D.C. police have confirmed on Tuesday that the two special police officers involved have had their police powers revoked. That means they cannot carry a gun or handcuffs on any security property in the District of Columbia.
Their names have not been released and we are told by police that is because this is all still under investigation.
The medical examiner has still not ruled on a cause and manner of death for Smith.
No one from Blackout has said anything about what may have happened.
"They are in hiding,” said Smith’s mother, Beverly. “Why are they keeping their identity a secret? I don't understand that. Why in the world would they put on the police report ‘Justifiable Homicide?’ Justifiable homicide? That means you did something to him.”
We went to the office of Blackout Investigations and Security Services in Waldorf, Maryland, but no one answered their door. Blackout has the contract to provide security at the Marbury Plaza Apartments.
On a video advertising its services and posted to YouTube, Blackout says it documents every incident involving its officers.
"Documentation and report writing are a crucial part of our daily job function,” the video said. “Blackout guards are required to document their actions -- foot patrol and vehicle patrol -- as well as incidents that occur during their shifts.”
At Marbury Plaza on Tuesday, a manager politely told us he would not comment and gave us a number to call at the management company for the complex.

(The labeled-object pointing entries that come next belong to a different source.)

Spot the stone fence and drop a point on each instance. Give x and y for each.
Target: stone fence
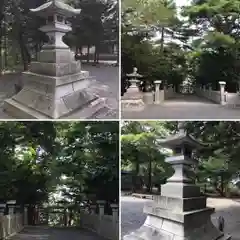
(11, 222)
(106, 226)
(169, 92)
(221, 97)
(159, 95)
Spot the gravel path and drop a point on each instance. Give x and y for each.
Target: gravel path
(184, 107)
(132, 215)
(45, 233)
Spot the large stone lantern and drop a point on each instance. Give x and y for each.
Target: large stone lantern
(133, 98)
(180, 213)
(56, 87)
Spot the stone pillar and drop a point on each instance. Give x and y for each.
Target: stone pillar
(25, 216)
(180, 213)
(101, 205)
(157, 91)
(3, 233)
(93, 209)
(133, 98)
(114, 211)
(222, 92)
(2, 209)
(57, 87)
(11, 206)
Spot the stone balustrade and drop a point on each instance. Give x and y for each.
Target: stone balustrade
(220, 97)
(12, 222)
(106, 226)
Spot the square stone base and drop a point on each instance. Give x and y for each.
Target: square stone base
(156, 228)
(45, 97)
(20, 111)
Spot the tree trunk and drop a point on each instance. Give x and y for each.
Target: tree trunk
(5, 46)
(88, 50)
(26, 58)
(1, 67)
(149, 187)
(162, 39)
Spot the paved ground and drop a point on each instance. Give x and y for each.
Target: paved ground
(105, 74)
(184, 107)
(132, 215)
(45, 233)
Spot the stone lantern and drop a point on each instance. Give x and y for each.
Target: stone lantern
(133, 98)
(56, 87)
(180, 213)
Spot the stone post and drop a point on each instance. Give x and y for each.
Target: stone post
(3, 233)
(114, 211)
(157, 91)
(180, 213)
(93, 209)
(25, 215)
(11, 206)
(132, 100)
(2, 209)
(101, 205)
(222, 92)
(57, 86)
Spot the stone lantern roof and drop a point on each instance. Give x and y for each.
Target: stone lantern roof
(55, 6)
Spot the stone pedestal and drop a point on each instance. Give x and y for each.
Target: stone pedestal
(222, 93)
(56, 87)
(133, 98)
(180, 213)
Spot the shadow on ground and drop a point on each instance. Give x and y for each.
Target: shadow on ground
(46, 233)
(133, 217)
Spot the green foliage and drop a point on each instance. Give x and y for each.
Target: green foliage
(42, 158)
(218, 161)
(141, 153)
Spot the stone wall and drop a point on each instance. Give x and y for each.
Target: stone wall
(231, 99)
(106, 226)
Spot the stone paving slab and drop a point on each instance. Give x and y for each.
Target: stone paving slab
(48, 233)
(132, 215)
(105, 74)
(184, 107)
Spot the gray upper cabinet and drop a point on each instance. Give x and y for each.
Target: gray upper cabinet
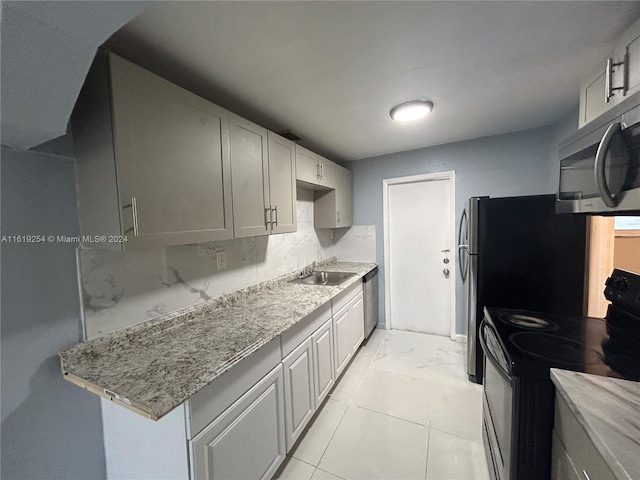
(307, 167)
(313, 171)
(282, 183)
(597, 95)
(333, 208)
(153, 160)
(263, 180)
(249, 177)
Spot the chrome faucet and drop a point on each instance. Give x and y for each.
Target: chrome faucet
(307, 271)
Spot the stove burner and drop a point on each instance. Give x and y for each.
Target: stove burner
(554, 349)
(528, 321)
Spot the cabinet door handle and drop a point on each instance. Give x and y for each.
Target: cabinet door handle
(134, 210)
(267, 222)
(608, 78)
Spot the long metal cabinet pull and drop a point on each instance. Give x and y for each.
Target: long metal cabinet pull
(267, 222)
(134, 209)
(608, 78)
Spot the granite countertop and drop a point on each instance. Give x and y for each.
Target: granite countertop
(608, 409)
(157, 365)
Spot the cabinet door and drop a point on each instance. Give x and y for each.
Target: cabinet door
(249, 177)
(342, 341)
(343, 197)
(323, 361)
(299, 393)
(630, 50)
(282, 183)
(592, 102)
(172, 160)
(356, 322)
(307, 169)
(327, 174)
(247, 440)
(592, 91)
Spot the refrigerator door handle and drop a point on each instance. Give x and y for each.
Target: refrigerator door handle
(463, 246)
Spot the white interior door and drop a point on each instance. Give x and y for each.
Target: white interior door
(420, 253)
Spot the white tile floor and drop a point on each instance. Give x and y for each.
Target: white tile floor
(403, 410)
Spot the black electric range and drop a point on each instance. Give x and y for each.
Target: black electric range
(521, 346)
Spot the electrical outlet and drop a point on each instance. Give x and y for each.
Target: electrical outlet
(221, 259)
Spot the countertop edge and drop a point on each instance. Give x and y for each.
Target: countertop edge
(148, 410)
(559, 378)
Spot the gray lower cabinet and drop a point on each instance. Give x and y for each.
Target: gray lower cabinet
(344, 350)
(152, 160)
(299, 388)
(573, 453)
(348, 325)
(323, 361)
(242, 424)
(247, 441)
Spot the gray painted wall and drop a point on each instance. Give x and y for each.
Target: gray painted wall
(51, 429)
(564, 127)
(502, 165)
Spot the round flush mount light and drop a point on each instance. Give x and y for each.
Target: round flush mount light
(412, 110)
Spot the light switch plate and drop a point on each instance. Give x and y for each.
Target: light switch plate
(221, 259)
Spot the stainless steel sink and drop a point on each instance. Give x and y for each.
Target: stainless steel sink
(324, 278)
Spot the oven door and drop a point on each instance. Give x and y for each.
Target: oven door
(497, 405)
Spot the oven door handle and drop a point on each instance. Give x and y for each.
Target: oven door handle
(487, 351)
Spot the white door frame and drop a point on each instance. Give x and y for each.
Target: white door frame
(386, 183)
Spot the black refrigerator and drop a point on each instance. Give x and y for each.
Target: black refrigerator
(516, 252)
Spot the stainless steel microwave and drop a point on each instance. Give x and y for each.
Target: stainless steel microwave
(600, 164)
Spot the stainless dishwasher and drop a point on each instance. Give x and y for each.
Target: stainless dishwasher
(370, 287)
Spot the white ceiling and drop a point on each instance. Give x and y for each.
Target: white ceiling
(330, 71)
(47, 48)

No one has called us back.
We also knocked on doors again in the building where Smith was found, but learned nothing new.
"I want the identity of those security officers to be made known now,” said Beverly Smith. “If this was a regular police officer, their identity would be known. What is the cover-up?"
We did reach an attorney for Blackout, but he declined to answer any questions about the officers or their status. He did tell us though it was his understanding the investigators with D.C. police were waiting for the cause and manner of death from the medical examiner before making any determination on what, if any, charges should be filed.
We took a look at some records involving Alonzo Smith. He was involved in a couple of scrapes in the months just before he died. One was a fight he got into with his girlfriend and another was a fight he got into with his uncle. He was arrested in both of those incidents, but there is no indication at this point that either of those had anything to do with what happened to him on Nov. 1.
Smith’s mother believes that he was beaten to death. She said the funeral director told her his neck was broken, he had a broken collarbone, his eyes were swollen and he had bruises around his groin.